Bref, au royaume de l’imprévu, anticiper devient un art et tous savent que l’art commence par l’artisanat, c’est-à-dire de longues années d’apprentissage. Jérôme n’en était qu’à ces débuts, une succession de battements de cœur et de coups ratés et une déception toujours vive de voir s’enfuir l’animal. Il semblait rigoler en tournant la tête après le départ du coup. Puis, il montait dans les airs avec un clignement d’ailes.

20/04/2017

Passé, instant de la séparation

Le passé commence à l’instant de la séparation. On n’éprouve le poids du passé qu’au moment  où l’être ou l’objet partagé se sépare de nous ou nous de lui. La vie est faite de coupures de présent et à chaque coupure ce temps devient une page du passé et ces pages s’accumulent et se collent affectivement, oubliant toute chronologie.

La vie sous sa forme dynamique est celle de l’instant, le passé est la vie devenue statique. Accéder à la contemplation, c’est réunir ces deux formes de vie en une force neutralisante, résultante de l’inertie et de la dynamique.

13/04/2017

Petitesse et grandeur de l'homme

Nous sommes infiniment petits et notre pensée procède de ce micro monde.

L’homme se fait une fierté d’être un être pensant, mais qu’est-ce que cette pensée dans l’immensité du temps et de l’espace que nous n’arrivons même pas à concevoir. L’être pense.

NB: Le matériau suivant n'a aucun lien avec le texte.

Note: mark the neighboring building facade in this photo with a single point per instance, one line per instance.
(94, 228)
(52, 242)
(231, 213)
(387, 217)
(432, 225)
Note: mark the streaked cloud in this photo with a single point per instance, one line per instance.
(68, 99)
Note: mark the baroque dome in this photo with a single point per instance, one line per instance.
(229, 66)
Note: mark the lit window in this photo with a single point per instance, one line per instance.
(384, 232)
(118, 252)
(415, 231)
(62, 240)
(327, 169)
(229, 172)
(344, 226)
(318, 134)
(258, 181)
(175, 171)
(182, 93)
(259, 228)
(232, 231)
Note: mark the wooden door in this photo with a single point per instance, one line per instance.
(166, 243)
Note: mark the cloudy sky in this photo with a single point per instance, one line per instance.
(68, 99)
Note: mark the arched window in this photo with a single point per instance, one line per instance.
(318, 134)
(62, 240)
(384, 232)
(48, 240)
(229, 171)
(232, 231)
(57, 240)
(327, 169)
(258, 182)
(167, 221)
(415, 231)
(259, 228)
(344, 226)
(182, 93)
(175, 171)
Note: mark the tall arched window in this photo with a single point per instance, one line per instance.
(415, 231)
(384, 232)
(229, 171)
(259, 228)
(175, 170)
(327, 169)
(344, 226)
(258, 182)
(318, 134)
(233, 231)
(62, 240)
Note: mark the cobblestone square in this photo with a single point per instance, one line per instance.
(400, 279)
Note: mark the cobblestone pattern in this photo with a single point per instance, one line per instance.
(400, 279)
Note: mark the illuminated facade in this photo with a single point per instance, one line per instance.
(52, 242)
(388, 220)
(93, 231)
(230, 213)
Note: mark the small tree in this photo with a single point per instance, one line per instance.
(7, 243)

Mais que veut dire penser ? C’est une fonction du corps inhérente à l’homme, qui lui permet peut-être de comprendre certaines relations d’homme à homme, d’homme à nature, mais qui ne peut lui permettre de saisir la finalité de ses relations, le pourquoi des choses.

Songeons que notre vie n’est qu’une poussière de l’éternité. Un homme meurt, un autre le remplace, il n’en reste rien, si ce n’est que le souvenir que l’on en garde. L’homme fait partie de la nature. Il est comme un arbre, un rat, un champignon, éphémère et toujours renouvelé, sans qu’au fond cela change le monde. Penser, c’est  transformer l’état des choses et des êtres pour les mettre à la mesure de l’homme. L’homme transforme, c’est en cela qu’il domine la nature et son existence, mais il ne crée pas et reste un animal tributaire de la nature.

(écrit le 10 octobre 1967)

Cinquante ans après, écrirais-je la même chose ? Non, je crois que le propre de l’homme est justement la capacité de créer à partir de la nature, c’est-à-dire de penser autrement que ce qu’il connaît et de l’accomplir, c’est-à-dire d’en faire une réalité vivante qui parle aux autres. C’est la grandeur de l’homme et son originalité parmi les autres êtres vivants.